U.S. stocks stumbled Thursday, as investors digested conflicting economic data ahead of Friday's all-important jobs report.
The day started on an optimistic note, as a decline in weekly jobless claims lifted hopes ahead of the April jobs reading, due Friday morning.
But shortly after the opening bell, investors were hit with a weaker-than-expected reading on the U.S. service sector, which includes the retail, construction, financial services, health care and hotel industries. The Institute of Supply Management's Service index showed that the service sector had the slowest expansion of the year in April.
The Dow Jones industrial average dropped 62 points, or 0.5%, the S&P 500 slipped 11 points, or 0.8%, and the Nasdaq fell 36 points, or 1.2%.
"It's all about jobs right now," said Kim Forrest, senior equity analyst at Fort Pitt Capital Group. "The better-than-expected jobless claims number gave the market some hope for tomorrow, but the ISM Service index took that hope away."
While the monthly jobs number is always highly anticipated by market participants, the readings for April and May will be especially important for predicting the Federal Reserve's next steps, said Forrest. Its Operation Twist program, which swaps short-term bonds on its balance sheet for longer-term securities, expires in June.
"The Federal Reserve will look at the April and May jobs number very closely to decide whether it needs to take further action or can sit back and do nothing," Forrest said. "Part of the reason we've seen a small pullback in stocks recently is because it's still unclear what the Fed will do in June."
Economists surveyed by CNNMoney expect the Labor Department's data to show 160,000 jobs added in April. While that's an improvement from March's weak growth, the pace is still slow compared to job gains in December, January and February -- each of which exceeded 200,000.
If the upcoming reports continue to trend negative, "that would throw a pebble in the Fed's decision basket for taking some action," Forrest said.
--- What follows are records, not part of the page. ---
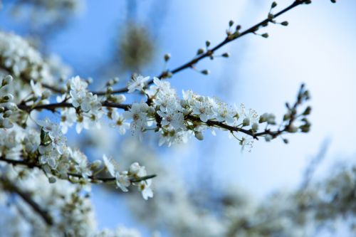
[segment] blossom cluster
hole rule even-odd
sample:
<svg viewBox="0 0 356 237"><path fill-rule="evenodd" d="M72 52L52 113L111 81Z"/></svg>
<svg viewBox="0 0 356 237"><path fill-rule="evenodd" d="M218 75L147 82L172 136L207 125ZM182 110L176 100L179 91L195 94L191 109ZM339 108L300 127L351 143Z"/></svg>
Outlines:
<svg viewBox="0 0 356 237"><path fill-rule="evenodd" d="M51 83L50 68L27 41L11 33L0 31L0 65L14 76Z"/></svg>
<svg viewBox="0 0 356 237"><path fill-rule="evenodd" d="M130 85L136 83L136 89L141 90L147 78L139 76ZM183 99L180 99L169 82L157 78L153 81L154 85L145 90L150 102L133 103L123 113L124 118L131 121L132 135L140 139L144 132L153 129L159 132L159 145L187 142L192 135L203 139L204 130L209 128L214 134L214 129L219 127L209 125L209 120L253 131L258 129L258 115L252 109L246 110L244 105L229 106L216 98L201 96L191 90L183 91Z"/></svg>

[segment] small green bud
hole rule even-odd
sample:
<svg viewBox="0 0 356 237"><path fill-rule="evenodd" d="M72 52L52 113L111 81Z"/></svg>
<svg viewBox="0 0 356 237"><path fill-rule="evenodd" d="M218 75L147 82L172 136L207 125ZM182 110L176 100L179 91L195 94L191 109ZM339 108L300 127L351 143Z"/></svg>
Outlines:
<svg viewBox="0 0 356 237"><path fill-rule="evenodd" d="M197 55L199 55L204 53L204 48L199 48L198 49L198 51L197 52Z"/></svg>
<svg viewBox="0 0 356 237"><path fill-rule="evenodd" d="M252 125L252 130L253 132L257 132L257 130L258 130L258 123L253 123Z"/></svg>
<svg viewBox="0 0 356 237"><path fill-rule="evenodd" d="M166 53L164 54L164 60L167 62L169 60L169 58L171 58L171 55L169 53Z"/></svg>
<svg viewBox="0 0 356 237"><path fill-rule="evenodd" d="M48 181L49 181L50 184L54 184L54 183L56 183L56 181L57 180L53 177L51 177L48 178Z"/></svg>
<svg viewBox="0 0 356 237"><path fill-rule="evenodd" d="M90 170L93 171L93 170L95 170L95 169L99 168L99 167L101 165L101 164L102 164L102 162L100 159L97 159L97 160L94 161L90 164Z"/></svg>
<svg viewBox="0 0 356 237"><path fill-rule="evenodd" d="M266 140L266 142L271 142L271 140L272 139L273 139L273 137L271 135L269 135L269 134L268 134L268 135L266 135L265 136L265 140Z"/></svg>
<svg viewBox="0 0 356 237"><path fill-rule="evenodd" d="M113 90L114 90L112 89L112 88L111 86L109 86L109 87L108 87L108 88L106 89L106 93L107 93L108 94L111 94L111 93L112 93L112 91L113 91Z"/></svg>
<svg viewBox="0 0 356 237"><path fill-rule="evenodd" d="M287 21L283 21L281 23L282 26L287 26L288 25L288 22Z"/></svg>
<svg viewBox="0 0 356 237"><path fill-rule="evenodd" d="M288 128L288 130L289 132L292 132L292 133L294 133L294 132L298 132L298 127L296 127L294 125L290 125L290 127L289 127Z"/></svg>
<svg viewBox="0 0 356 237"><path fill-rule="evenodd" d="M304 110L303 115L308 115L310 114L310 112L311 112L311 107L308 106L308 107L307 107L307 108L305 109L305 110Z"/></svg>

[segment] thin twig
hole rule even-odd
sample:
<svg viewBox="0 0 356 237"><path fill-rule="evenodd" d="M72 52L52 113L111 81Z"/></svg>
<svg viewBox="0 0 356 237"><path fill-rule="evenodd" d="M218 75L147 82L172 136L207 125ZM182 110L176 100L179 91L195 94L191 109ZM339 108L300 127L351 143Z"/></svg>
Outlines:
<svg viewBox="0 0 356 237"><path fill-rule="evenodd" d="M53 220L52 216L49 214L48 211L44 209L43 209L38 204L37 204L35 201L33 201L31 198L31 195L29 193L27 193L20 188L19 188L16 185L13 184L10 180L4 178L0 177L0 181L4 184L4 187L6 190L10 192L16 193L21 199L26 202L32 209L42 217L43 221L48 225L51 226L53 224Z"/></svg>

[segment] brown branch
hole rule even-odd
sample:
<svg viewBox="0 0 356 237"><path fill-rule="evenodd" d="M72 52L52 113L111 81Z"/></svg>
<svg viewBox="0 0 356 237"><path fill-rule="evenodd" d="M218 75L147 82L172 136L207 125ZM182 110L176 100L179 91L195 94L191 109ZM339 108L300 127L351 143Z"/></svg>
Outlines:
<svg viewBox="0 0 356 237"><path fill-rule="evenodd" d="M42 167L41 165L36 163L33 162L27 162L25 160L16 160L16 159L7 159L5 157L0 157L0 162L4 162L8 164L11 164L12 165L23 165L25 167L27 167L28 168L38 168L40 169L42 169ZM80 174L76 174L76 173L68 173L67 174L68 177L77 177L77 178L82 178L83 176ZM130 179L130 181L132 183L137 183L141 181L144 181L146 179L152 179L157 177L156 174L149 174L145 177L132 177ZM97 183L98 181L102 181L102 182L110 182L110 181L115 181L116 179L115 177L95 177L93 175L90 175L88 177L89 179L90 179L90 182L92 183Z"/></svg>
<svg viewBox="0 0 356 237"><path fill-rule="evenodd" d="M118 104L110 102L108 101L104 101L101 102L101 105L104 107L116 107L122 110L128 110L130 105L125 104ZM26 110L27 112L31 112L32 110L47 110L51 111L55 111L56 108L59 107L74 107L71 103L61 102L58 103L47 104L47 105L26 105L23 104L17 105L17 107L22 110Z"/></svg>
<svg viewBox="0 0 356 237"><path fill-rule="evenodd" d="M191 60L190 61L182 65L180 65L180 66L179 66L179 67L177 67L172 70L162 72L160 75L159 75L157 76L157 78L161 78L161 79L167 78L169 75L174 75L174 74L176 74L176 73L177 73L182 70L184 70L187 68L192 68L192 66L194 66L195 64L197 64L198 62L199 62L202 59L204 59L205 58L210 57L216 51L217 51L218 49L219 49L222 46L225 46L226 44L227 44L231 41L235 41L235 40L236 40L236 39L238 39L244 36L246 36L248 33L255 33L257 30L258 30L258 28L260 27L267 26L267 24L269 22L272 22L273 20L275 19L276 18L277 18L279 16L285 14L286 12L293 9L295 6L299 6L300 4L305 4L306 2L308 2L308 1L306 1L306 0L295 0L289 6L285 8L284 9L278 12L277 14L272 15L271 17L266 18L263 21L261 21L260 23L256 23L253 26L250 27L247 30L240 33L238 35L234 36L232 37L231 37L231 36L227 36L222 42L221 42L220 43L219 43L218 45L216 45L214 48L212 48L211 49L208 50L206 53L202 53L199 57L195 58ZM151 79L147 82L147 85L151 85L152 83L153 83L153 79ZM128 89L127 87L125 87L125 88L120 88L118 90L113 90L112 92L112 94L125 93L127 93L127 91L128 91ZM104 95L107 93L107 92L105 92L105 91L93 92L93 93L96 94L98 95Z"/></svg>
<svg viewBox="0 0 356 237"><path fill-rule="evenodd" d="M48 226L51 226L53 224L53 218L52 216L51 216L48 211L43 209L38 204L33 201L32 199L31 194L21 190L16 185L11 183L10 180L4 177L0 177L0 181L4 184L5 189L10 192L16 193L19 196L21 196L26 203L27 203L31 207L32 207L33 211L35 211L38 215L41 216L41 217L42 217L43 221Z"/></svg>

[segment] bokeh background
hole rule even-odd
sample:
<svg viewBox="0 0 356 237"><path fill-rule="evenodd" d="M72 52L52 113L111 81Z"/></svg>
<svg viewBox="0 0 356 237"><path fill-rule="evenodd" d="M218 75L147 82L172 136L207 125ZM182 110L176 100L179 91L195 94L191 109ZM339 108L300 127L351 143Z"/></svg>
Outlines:
<svg viewBox="0 0 356 237"><path fill-rule="evenodd" d="M285 1L278 9L290 3ZM69 65L73 75L93 78L93 88L103 88L115 76L125 85L132 73L155 76L164 68L176 68L192 58L205 41L213 46L221 41L229 20L246 29L266 18L271 4L257 0L88 0L75 14L63 14L61 22L46 27L28 16L31 7L14 11L16 2L3 1L0 30L31 38L43 53L55 53ZM186 70L170 79L178 92L192 89L231 104L244 102L259 114L273 112L277 117L283 116L285 102L293 102L305 83L312 95L309 133L287 135L288 144L281 139L255 142L251 153L241 152L238 141L224 132L216 137L207 133L203 142L192 139L170 148L159 147L153 135L145 137L142 153L152 154L161 166L183 177L172 182L182 182L192 195L214 196L221 189L236 189L257 201L276 190L300 185L306 167L320 151L325 155L315 179L328 174L335 162L352 160L356 153L355 9L352 1L315 1L298 6L278 19L288 21L288 26L271 25L261 30L268 33L268 38L246 36L218 52L229 52L229 58L199 63L197 68L209 69L209 75ZM167 65L166 53L172 55ZM98 143L93 138L98 132L79 137L70 132L68 138L92 158L106 152L119 163L125 162L120 154L124 149L138 149L129 141L130 134L117 137L103 128ZM100 149L94 151L95 145ZM129 153L127 157L132 158ZM146 164L145 159L142 162ZM157 174L157 179L166 178ZM127 204L130 195L93 188L99 227L122 223L148 236L150 226L137 222ZM145 200L137 201L145 206Z"/></svg>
But anything that shows even modest improvement would allow the central bank to stay put, despite cries for a third round of long-term debt buying, known as quantitative easing, or QE3.
U.S. stocks ended mixed Wednesday as investors digested the weak ADP report and mostly upbeat corporate results.
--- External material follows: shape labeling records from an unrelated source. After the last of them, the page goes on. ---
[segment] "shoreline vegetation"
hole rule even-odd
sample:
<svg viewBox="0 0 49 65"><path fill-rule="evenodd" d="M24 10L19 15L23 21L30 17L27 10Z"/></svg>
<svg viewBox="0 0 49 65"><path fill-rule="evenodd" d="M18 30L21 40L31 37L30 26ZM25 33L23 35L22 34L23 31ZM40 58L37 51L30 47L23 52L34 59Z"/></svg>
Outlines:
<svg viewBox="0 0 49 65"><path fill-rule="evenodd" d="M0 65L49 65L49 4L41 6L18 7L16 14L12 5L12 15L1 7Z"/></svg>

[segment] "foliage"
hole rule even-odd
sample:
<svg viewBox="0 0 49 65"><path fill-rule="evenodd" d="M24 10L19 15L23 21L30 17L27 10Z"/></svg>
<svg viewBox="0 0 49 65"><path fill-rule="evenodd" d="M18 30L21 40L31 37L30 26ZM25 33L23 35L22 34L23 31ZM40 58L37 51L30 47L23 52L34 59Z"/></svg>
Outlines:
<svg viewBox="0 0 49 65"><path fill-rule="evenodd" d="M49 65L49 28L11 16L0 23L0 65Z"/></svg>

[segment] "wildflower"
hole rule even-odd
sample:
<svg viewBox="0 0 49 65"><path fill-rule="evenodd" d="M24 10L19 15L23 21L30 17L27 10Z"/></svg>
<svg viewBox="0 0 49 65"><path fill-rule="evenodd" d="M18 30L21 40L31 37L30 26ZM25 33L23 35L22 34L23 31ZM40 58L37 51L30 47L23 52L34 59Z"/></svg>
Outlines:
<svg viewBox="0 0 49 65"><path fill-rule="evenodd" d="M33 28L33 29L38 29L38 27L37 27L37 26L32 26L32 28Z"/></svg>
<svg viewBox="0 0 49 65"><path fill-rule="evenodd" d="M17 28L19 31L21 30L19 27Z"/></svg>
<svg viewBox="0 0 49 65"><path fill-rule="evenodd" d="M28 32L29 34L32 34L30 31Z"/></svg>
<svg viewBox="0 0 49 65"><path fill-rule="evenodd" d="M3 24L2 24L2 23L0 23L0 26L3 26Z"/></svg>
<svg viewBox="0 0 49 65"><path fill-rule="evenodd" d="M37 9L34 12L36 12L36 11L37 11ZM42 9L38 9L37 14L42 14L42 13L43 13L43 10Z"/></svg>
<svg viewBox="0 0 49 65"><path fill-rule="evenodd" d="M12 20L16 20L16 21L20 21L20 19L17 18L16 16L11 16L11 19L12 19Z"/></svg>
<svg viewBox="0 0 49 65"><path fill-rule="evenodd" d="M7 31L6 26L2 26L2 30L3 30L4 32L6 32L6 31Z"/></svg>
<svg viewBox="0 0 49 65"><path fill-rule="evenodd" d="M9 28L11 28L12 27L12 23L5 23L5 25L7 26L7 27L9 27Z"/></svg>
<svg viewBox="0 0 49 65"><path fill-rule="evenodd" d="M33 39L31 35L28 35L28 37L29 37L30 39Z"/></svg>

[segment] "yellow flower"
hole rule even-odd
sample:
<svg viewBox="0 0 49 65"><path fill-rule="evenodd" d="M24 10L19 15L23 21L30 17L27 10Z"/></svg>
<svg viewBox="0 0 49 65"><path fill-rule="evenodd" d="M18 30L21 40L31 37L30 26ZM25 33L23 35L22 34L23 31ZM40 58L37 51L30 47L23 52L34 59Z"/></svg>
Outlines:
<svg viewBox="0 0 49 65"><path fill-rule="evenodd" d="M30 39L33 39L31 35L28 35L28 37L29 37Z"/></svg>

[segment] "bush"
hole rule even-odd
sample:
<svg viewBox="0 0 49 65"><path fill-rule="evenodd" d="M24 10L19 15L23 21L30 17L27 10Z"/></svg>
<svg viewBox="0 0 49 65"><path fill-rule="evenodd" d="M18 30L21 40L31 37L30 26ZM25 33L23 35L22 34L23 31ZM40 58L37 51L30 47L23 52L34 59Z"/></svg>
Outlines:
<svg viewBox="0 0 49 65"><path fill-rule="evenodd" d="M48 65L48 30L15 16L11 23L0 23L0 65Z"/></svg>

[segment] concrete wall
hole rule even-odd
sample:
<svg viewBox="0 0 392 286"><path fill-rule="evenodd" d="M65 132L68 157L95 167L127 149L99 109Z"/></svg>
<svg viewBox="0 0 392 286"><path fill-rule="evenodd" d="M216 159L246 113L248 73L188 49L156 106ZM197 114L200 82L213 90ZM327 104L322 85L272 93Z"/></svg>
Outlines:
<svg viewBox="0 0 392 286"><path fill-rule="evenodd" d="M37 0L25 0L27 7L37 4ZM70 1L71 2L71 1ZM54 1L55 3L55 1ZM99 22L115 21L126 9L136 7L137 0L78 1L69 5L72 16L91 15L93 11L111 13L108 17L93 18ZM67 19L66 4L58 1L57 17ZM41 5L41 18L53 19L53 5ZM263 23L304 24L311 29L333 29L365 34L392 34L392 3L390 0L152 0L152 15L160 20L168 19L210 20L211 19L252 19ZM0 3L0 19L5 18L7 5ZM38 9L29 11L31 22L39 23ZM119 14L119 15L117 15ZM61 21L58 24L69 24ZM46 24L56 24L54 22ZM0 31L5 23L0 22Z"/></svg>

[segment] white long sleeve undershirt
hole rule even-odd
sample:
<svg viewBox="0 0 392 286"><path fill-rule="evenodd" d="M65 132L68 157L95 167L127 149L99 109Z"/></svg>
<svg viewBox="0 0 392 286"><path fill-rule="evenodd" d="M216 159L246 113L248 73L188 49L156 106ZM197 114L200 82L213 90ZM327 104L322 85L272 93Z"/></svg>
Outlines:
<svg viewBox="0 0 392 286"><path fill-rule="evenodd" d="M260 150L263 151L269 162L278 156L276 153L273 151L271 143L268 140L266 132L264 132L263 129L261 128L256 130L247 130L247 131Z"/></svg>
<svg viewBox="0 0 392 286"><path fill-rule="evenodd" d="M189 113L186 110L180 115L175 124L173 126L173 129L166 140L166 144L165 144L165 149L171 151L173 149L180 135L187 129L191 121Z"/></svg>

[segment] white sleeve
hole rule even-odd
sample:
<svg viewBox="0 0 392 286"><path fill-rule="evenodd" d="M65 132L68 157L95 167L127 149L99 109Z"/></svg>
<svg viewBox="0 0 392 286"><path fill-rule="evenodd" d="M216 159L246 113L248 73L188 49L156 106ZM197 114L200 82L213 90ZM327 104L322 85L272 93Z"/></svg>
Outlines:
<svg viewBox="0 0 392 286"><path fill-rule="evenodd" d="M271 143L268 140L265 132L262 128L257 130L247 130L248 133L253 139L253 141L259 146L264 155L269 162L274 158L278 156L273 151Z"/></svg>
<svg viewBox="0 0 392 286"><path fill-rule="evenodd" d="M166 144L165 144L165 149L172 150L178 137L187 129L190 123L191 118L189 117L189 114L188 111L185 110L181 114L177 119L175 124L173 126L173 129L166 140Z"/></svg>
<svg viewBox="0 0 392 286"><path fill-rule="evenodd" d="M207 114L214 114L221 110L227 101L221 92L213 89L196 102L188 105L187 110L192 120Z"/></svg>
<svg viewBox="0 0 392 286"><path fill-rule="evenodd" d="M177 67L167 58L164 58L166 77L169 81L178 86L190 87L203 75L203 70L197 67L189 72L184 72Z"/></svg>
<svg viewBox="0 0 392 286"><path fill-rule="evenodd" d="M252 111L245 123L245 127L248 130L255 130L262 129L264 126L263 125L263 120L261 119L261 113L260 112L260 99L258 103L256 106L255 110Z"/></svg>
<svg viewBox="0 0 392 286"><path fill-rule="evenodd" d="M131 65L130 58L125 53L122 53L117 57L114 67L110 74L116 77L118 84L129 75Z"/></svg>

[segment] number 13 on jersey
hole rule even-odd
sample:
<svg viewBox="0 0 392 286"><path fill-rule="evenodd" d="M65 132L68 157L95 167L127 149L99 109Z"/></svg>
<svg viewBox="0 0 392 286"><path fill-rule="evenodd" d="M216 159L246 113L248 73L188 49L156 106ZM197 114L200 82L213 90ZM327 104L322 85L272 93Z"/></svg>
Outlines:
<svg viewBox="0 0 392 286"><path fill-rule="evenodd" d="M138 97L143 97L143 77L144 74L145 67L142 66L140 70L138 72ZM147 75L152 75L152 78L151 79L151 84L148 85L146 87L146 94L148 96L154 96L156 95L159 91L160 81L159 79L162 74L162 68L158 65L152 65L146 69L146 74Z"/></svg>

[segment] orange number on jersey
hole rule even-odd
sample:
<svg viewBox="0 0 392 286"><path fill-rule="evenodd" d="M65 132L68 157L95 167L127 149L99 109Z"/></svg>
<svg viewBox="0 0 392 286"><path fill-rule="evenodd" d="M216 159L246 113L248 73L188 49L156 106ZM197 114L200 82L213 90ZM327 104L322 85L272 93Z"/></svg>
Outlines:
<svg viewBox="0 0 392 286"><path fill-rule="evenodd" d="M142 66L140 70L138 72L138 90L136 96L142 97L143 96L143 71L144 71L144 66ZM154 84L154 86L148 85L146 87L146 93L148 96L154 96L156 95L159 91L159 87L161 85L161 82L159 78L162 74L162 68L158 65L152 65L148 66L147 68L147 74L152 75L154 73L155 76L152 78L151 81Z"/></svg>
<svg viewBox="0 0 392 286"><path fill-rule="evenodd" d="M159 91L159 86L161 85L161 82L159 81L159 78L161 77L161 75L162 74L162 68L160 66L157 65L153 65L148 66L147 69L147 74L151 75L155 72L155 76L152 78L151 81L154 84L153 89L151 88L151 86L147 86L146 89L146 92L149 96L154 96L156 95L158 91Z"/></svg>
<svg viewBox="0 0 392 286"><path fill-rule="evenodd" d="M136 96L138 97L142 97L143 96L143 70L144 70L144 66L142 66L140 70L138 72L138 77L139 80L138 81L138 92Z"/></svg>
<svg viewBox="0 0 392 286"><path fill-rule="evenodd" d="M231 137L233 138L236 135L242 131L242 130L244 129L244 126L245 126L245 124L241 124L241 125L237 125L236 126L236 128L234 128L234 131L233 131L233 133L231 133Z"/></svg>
World markets: European Central Bank officials voted Thursday to hold interest rates steady, even as the euro-area economy slides toward recession. But ECB president Mario Draghi appeared to hint that there could be rate cuts in the future.
European stocks finished mixed following Draghi's comments. Britain's FTSE 100 ticked up 0.2%, the DAX in Germany slipped 0.2% and France's CAC 40 lost 0.1%.
Asian markets ended mixed. The Shanghai Composite edged up just less than 0.1%, while the Hang Seng in Hong Kong slid 0.3%. Tokyo was closed for a holiday.
Economy: Initial jobless claims for the week ended April 28 totaled 365,000, according to the Labor Department, which was less than expected.
Jobless claims were forecast to total 375,000, according to a survey of economists by Briefing.com -- an improvement from the revised figure of 392,000 in the week prior.
The Institute of Supply Management's Service index pulled back to 53.5 in April, from 56 in March and below analyst expectations. While a reading above 50 indicates growth, April's figure represented the slowest expansion in non-manufacturing activity since December.
Companies: Investors also continued to sort through a deluge of first-quarter corporate results.
Prudential Financial's 10% tumble made it the worst-performing stock on the S&P 500. Late Wednesday, the company posted a first-quarter loss of almost $1 billion.
Shares of General Motors fell more than 2% after the automaker reported strong first-quarter earnings on good results in its domestic market, but took a hit on its bottom line from rising losses and special charges in Europe.
Green Mountain Coffee Roasters was the biggest loser on the Nasdaq, as shares plummeted nearly 50%. The company reported quarterly revenue that missed estimates and lowered its guidance for 2012
Shares of online reviews site Yelp dropped after the company reported a net loss of $9.8 million, or 31 cents per share, for the first quarter of 2012 -- its first as a publicly traded company. Yelp is in the process of investing in international expansion.
Private equity firm The Carlyle Group priced its IPO Wednesday evening at $22 per unit, which was lower than its proposed $23 to $25 per unit range. Shares finished slightly higher on the first day of trading.
Facebook set the price range for its initial public offering between $28 to $35 a share and raised its offering size to $13.6 billion. If its IPO prices at the top of the range, the company would be valued at just shy of $75 billion. Facebook will set its actual price the night before it begins trading on the tech-heavy Nasdaq exchange under the ticker "FB."
After Thursday's closing bell, LinkedIn posted a first-quarter profit that more than doubled from a year earlier, as revenue jumped 100%. The company also announced that it is buying presentation-sharing website SlideShare for $118.8 million. Shares bounced in after-hours trading.